Cost and Time Efficiencies
Liquid Innovations follow the cost and time efficiency strategies while focusing on renting the most costly equipment, including vehicles. In addition, the costs are decreased because the company outsources labeling to the other existing company in Greenville County, and the ready products are stored in warehouses of that company. Costs associated with transportation and storage are lower than costs of purchasing new facilities, printers, and labeling machines.
Competitive Advantages
The competitive advantage of Liquid Innovations depends on the strategy that is used regarding the final operations stages and storage. As Liquid Innovations only is a startup company, it can reduce costs associated with shifting to the large-scale production while investing in purchasing more inventory and ingredients and marketing strategies to attract more customers (Wilson, Zeithaml, Bitner, & Gremler, 2012).
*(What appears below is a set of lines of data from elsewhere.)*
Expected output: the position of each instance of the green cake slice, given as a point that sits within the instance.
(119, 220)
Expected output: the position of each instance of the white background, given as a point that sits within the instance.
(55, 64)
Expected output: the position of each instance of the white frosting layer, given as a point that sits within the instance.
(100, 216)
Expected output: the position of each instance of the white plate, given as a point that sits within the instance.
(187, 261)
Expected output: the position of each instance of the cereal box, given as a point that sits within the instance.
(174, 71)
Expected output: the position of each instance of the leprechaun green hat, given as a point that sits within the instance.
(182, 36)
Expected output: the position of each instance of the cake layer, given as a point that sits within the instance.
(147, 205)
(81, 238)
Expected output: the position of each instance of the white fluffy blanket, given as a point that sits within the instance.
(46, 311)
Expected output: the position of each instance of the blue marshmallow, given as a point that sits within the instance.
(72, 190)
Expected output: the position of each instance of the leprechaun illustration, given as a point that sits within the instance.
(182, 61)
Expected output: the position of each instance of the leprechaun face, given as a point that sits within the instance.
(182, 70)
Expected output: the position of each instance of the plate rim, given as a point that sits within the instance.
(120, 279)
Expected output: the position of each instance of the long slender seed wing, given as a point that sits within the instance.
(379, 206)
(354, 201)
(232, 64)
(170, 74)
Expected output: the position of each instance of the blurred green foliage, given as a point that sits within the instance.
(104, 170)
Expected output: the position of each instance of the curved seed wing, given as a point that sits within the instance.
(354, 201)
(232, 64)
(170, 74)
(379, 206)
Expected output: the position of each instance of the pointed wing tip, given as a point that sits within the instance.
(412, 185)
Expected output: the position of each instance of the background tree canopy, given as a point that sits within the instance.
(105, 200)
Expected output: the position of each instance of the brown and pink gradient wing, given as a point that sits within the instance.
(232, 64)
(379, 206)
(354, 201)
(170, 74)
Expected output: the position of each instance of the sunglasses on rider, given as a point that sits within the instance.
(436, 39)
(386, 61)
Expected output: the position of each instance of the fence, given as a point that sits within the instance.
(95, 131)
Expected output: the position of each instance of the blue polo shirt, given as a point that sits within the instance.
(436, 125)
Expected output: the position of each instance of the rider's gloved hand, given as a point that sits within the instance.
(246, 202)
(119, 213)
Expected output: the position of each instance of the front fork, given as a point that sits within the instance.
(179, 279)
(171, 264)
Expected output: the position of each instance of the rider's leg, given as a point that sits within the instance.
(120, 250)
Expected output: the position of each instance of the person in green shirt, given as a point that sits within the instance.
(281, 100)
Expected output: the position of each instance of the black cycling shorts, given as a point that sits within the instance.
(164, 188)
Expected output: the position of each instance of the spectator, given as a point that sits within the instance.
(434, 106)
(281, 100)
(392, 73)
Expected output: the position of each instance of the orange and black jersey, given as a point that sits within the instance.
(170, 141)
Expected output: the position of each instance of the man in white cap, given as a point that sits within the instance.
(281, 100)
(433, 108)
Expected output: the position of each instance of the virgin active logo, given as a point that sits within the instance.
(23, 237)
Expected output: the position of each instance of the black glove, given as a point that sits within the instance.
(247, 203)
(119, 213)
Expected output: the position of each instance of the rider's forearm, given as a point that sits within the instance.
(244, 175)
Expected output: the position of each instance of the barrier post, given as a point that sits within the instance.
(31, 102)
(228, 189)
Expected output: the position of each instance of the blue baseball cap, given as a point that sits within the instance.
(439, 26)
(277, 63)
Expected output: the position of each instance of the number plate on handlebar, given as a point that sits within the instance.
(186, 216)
Outsourcing and renting related to the equipment needed during the early period of the company’s competition within the market allows focusing on targeting products and maximizing production while reducing costs on the basic equipment (Jobber & Ellis-Chadwick, 2012, p. 54). Moreover, technicians are highly qualified to conduct the quality control and reach the aimed capacity in 50,000 bottles per month within the first three months. From this point, the competitive advantage depends on the strategies used to reduce operational costs in order to increase the company’s potential for branding and raising the level of quality because the produced beverage is of the premium class.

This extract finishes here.